Each Passover, Jews retell the story of the exodus from Egypt—a story of a people emerging from slavery to freedom and from oppression to liberty. The Passover story gives us pause to reflect upon a spiritual adventure that began with Moses and ended in the promised land of Israel.
The roots of contemporary Judaism and Christianity lie deep in the Passover story of the Jews’ seemingly insurmountable victory over a vastly superior enemy, a tale of wandering in the wilderness and of redemption with God’s 10 Commandments.
The exodus from Egypt seemed impossible. Yet, somehow the Jews survived. The story echoes from one era of history to another in which enemies of the Jewish people attempted to annihilate them. Time after time, the Jews have been defeated, evicted and enslaved. Yet, each time, they manage to survive as a people. Repeatedly they return to Israel from the Diaspora.
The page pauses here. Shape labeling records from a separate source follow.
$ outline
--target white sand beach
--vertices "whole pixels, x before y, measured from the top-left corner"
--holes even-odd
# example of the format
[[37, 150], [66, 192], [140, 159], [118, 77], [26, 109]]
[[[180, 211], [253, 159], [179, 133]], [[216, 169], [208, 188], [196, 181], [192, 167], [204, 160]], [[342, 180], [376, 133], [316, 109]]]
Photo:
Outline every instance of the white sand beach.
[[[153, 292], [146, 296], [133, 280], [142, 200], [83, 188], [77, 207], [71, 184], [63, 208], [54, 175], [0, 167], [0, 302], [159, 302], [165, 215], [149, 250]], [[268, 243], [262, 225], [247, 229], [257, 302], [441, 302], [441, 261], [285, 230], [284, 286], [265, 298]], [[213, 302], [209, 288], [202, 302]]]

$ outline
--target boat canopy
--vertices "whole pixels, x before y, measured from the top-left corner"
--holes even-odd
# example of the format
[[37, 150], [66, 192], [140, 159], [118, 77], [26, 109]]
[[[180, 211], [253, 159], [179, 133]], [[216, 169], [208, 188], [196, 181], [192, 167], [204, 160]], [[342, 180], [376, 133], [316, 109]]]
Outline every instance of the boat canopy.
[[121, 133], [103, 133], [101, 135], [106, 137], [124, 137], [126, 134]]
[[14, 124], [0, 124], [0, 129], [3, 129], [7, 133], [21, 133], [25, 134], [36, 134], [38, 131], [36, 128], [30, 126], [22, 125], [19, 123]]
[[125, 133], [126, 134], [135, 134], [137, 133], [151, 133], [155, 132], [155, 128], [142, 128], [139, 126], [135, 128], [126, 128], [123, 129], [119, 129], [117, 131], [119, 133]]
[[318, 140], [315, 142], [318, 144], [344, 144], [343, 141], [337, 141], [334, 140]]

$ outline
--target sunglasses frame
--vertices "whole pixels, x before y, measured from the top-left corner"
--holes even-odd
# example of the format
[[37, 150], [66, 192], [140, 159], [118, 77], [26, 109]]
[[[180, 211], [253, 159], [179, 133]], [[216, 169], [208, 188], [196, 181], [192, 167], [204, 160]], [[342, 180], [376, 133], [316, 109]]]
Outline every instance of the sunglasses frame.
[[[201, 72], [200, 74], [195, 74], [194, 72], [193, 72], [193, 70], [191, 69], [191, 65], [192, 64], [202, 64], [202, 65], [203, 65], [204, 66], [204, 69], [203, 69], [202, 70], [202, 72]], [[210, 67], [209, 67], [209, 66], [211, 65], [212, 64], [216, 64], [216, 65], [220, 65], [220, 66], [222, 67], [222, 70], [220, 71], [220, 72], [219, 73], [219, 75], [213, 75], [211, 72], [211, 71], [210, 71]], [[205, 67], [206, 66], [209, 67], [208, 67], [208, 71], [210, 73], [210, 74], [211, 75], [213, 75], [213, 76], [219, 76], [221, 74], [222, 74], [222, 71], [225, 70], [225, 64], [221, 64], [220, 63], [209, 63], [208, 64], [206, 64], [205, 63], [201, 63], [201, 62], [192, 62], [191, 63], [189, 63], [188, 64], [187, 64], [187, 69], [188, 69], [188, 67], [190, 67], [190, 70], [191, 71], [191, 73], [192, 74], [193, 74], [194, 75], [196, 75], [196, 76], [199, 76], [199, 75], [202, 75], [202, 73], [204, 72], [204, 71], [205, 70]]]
The rallying cry at each Passover Seder is, “Next Year in Jerusalem.” Jews are bound to retell the Passover story each year as though it is happening to them. And, all too often, persecution does crop up in new generations.
Humans can be particularly wicked with each other. Three thousand years ago, Moses pleaded with Pharaoh to free his people from persecution and slavery. The ten plagues that followed forced him to release the Jews. Yet even after the worst plague of all, the destruction of the firstborn of Egypt, Pharaoh pursued the Jews into the Red Sea where his soldiers were swept away.
Evil can be as powerful a motivator as love. During the Spanish Inquisition, suspected Jews were imprisoned, tortured and put to death. Nazi Germany systematically annihilated millions of Jews.
Yet, our cycles of survival and restoration over thousands of years give us hope. Like Easter, Passover occurs each year in the springtime—a season associated with rebirth. Symbols of death and rebirth are woven into Passover traditions from sacrificial lambs to the presence of an egg on the seder plate. While the overriding message of Passover is freedom, gratitude and spiritual devotion—the concept of renewal is strong as well and encourages us to observe the holiday in ways that will promote justice, kindness and renewal for others in each new generation.
As we try to experience the exodus afresh—and look for ways to promote justice and encourage freedom—we are reminded that even the reality of the Holocaust’s horror was not sufficient to repel all of humanity from continuing acts of genocide. Since the Holocaust, we have experienced mass murder and ethnic cleansing in Cambodia, Bosnia, Rwanda and Darfur. Anti-Semitism itself again is growing throughout the world. Why don’t we learn? When will it end?
During this Passover—and during this Easter if you are a Christian—I hope that we all can recommit ourselves to compassion, justice, freedom and the basic goodwill and acceptance we must learn in daily life.
Our shared hope for freedom lies in our unity in the face of hatred and intolerance. Instead of waiting for a miracle, let us create our own. Let each of us retell the story of the Passover as though we are personally a part of it. Moreover, as we retell the Passover story (and as Christians celebrate Easter), we can place ourselves in solidarity with current victims of genocide, slavery and intolerance. We have the power to defy fanaticism. We have the courage to fight for freedom.
Humans are not God—but we do have the power of choice. We can use our lives to help enslave—or to liberate. As we enjoy Passover and Easter this spring with our families, let us pause for a moment to ask what each of us can do to eradicate the evil that surrounds us. The rebirth of this spirit is the true meaning of Passover.